We demonstrate the effectiveness of our proposed approach for countering the opponent’s strategy here. First we select an opponent which can intelligently choose the BOs, Locutus, from the BASIL ladder. We then run 200 games against Locutus using our own StarCraft bot which is set to Randomly Pick (RP) its BOs. These 200 games are to be used to determine the type of the weighting scheme and the hyper-parameters. We then run an additional 25 games where our StarCraft bot applies the proposed approach (with both variations), as well as the RP BO choosing scheme as the baseline. To minimize the influence of map factors, all the games are run on a single map called Fighting Spirit which is well established among players. The evaluation criteria are the win rate over time and the overall win rate. Below is a graph comparing the win rate over time.

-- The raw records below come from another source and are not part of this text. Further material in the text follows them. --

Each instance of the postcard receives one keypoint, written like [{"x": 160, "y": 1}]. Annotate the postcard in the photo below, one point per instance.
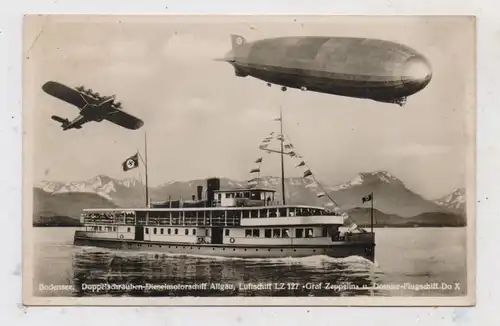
[{"x": 249, "y": 160}]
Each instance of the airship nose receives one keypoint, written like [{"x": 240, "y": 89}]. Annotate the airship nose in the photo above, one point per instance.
[{"x": 417, "y": 70}]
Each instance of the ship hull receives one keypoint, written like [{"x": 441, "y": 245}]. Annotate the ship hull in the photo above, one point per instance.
[{"x": 336, "y": 250}]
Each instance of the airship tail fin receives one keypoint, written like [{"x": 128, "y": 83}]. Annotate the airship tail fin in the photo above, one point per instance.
[{"x": 237, "y": 40}]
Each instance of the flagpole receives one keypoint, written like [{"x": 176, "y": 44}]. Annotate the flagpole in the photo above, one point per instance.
[
  {"x": 146, "y": 169},
  {"x": 282, "y": 163},
  {"x": 371, "y": 212}
]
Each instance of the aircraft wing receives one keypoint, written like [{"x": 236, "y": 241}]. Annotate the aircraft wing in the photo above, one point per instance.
[
  {"x": 124, "y": 119},
  {"x": 67, "y": 94},
  {"x": 77, "y": 122}
]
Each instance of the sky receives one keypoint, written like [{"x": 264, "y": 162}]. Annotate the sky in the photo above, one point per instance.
[{"x": 201, "y": 120}]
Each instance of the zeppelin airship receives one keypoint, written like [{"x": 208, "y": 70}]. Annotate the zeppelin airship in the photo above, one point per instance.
[{"x": 366, "y": 68}]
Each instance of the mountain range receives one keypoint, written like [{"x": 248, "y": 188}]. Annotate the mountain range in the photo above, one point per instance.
[{"x": 393, "y": 202}]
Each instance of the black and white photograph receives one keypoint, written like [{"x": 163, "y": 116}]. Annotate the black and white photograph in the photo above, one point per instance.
[{"x": 248, "y": 160}]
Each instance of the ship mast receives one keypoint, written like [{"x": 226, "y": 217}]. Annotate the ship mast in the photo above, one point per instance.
[{"x": 282, "y": 139}]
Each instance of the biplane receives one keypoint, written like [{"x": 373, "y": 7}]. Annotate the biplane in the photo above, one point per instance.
[{"x": 92, "y": 106}]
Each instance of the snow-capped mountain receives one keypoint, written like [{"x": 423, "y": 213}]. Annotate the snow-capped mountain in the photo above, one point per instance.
[
  {"x": 111, "y": 189},
  {"x": 455, "y": 201}
]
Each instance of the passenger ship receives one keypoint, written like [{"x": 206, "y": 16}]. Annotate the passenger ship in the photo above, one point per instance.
[{"x": 246, "y": 223}]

Figure 2: comparison of win rate over time
Unsurprisingly, as the baseline of this comparison, RP performed the worst. The opponent has a hard time finding the counter BO, so do we. As our BO is nearly impossible to predict, the opponent, being intelligent, is constantly seeking a counter strategy. The win rate settles around the 50% line eventually after the initial burn-in period. Variation “hisBO” performs the best, leading “myBO” by a small margin. This is potentially caused by the opponent not recognizing our BO properly, which violates the assumptions when using “myBO”. Basing opponent BO forecast on their own reaction is more reliable if our own BO identification is effective. And this is already demonstrated in our previous blog post.
|Overall win rate||52%||56%||68%|
Table 1: Comparison of overall win rate
We developed a systematic approach to tackle the problem of countering the opponent’s strategy in an environment with partial observability. We utilize several weighting schemes to score the opponent’s previous strategies, and then predict the most probable BO the opponent is going to use in the next game. In the case study we demonstrated the effectiveness of our proposed approach by pitching our own StarCraft bot against an intelligent opponent.
There is still room for improvement. For example, we plan to study more opponents and further polish our model by considering the edge cases when our BO identification routine fails. We are also looking into applying the methodology to relevant domains such as cyber security to aid decision making under uncertainty and risk management.